Skip header area?
msdemlei opened this issue · comments
RFC 1341 says about multipart payloads:
This [the multipart content-type] indicates that the entity consists of several parts, each itself with a structure that is syntactically identical to an RFC 822 message, except that the header area might be completely empty...
I read that as: "a multipart payload may have a header area". As a matter of fact, when you construct a multipart payload using email.mime.multipart.MIMEMultipart and then calling as_string(), you get:
MIME-Version: 1.0
Content-Type: multipart/form-data; boundary="========== bounda r y 930"
--========== bounda r y 930\nMIME-Version: 1.0
Content-Type: application/octet-stream
...
The multipart parser from the old cgi module would correctly grok that when I uploaded it (provided I arranged for the content-type to be in the HTTP header). python-multipart (tried 0.0.5) does not and fails when it sees the M of the MIME-Version.
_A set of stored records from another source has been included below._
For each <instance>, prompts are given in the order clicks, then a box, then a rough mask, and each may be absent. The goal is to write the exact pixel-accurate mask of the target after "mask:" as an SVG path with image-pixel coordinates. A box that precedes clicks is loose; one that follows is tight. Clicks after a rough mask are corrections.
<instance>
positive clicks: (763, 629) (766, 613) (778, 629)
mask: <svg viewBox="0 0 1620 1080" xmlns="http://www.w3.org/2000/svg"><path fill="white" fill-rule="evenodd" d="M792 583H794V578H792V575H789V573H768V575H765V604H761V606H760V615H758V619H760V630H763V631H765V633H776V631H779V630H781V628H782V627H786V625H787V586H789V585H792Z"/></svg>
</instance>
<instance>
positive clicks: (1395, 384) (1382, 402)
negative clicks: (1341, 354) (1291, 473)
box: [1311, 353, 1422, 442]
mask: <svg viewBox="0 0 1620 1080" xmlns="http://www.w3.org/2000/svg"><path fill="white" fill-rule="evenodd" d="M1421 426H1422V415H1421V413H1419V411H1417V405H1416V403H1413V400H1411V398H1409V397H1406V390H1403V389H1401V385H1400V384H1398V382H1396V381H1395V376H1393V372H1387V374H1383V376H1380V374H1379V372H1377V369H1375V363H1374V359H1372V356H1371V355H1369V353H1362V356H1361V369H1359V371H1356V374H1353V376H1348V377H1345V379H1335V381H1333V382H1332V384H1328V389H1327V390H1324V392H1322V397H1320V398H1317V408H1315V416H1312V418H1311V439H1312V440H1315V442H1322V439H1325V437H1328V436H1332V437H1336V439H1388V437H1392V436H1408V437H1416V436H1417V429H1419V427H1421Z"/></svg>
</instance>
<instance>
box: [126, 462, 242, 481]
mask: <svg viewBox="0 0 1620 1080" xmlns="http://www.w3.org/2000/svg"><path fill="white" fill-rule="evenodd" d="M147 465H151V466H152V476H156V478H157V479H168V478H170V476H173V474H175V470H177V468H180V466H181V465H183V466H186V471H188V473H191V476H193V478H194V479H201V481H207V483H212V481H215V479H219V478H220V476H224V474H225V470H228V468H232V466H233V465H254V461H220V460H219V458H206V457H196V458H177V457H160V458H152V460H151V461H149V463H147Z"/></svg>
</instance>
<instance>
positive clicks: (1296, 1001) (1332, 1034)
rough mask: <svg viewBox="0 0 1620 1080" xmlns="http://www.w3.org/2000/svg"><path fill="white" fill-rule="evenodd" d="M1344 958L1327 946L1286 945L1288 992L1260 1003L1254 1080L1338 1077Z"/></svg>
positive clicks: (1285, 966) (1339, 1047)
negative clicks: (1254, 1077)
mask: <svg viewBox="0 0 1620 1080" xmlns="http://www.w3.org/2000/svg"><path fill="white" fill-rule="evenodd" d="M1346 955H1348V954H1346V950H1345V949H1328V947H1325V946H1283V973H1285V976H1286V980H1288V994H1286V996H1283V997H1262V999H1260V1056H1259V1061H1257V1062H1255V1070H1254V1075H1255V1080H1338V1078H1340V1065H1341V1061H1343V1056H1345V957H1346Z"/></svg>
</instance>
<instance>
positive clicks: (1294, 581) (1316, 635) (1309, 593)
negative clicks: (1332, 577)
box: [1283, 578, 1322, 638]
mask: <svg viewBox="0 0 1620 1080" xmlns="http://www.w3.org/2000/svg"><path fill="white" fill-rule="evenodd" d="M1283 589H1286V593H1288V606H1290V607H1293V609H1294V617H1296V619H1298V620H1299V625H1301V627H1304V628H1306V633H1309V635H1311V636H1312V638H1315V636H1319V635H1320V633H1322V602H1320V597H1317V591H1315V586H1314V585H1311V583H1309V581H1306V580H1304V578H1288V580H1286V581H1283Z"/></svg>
I appreciate the "as browsers send it" part of multipart's rationale; however, being somewhat friendly to machine-generated multipart messages would, I think, be a friendly gesture, and it might prevent breakage as people move from cgi's FieldStorage (used, e.g., in twisted) to python-multipart.
What I think should be done: in MultipartParser's _internal_write, we should blindly skip everything until the MIME header area is consumed, i.e., until we have found a CRLFCRLF sequence. Would you consider such a PR?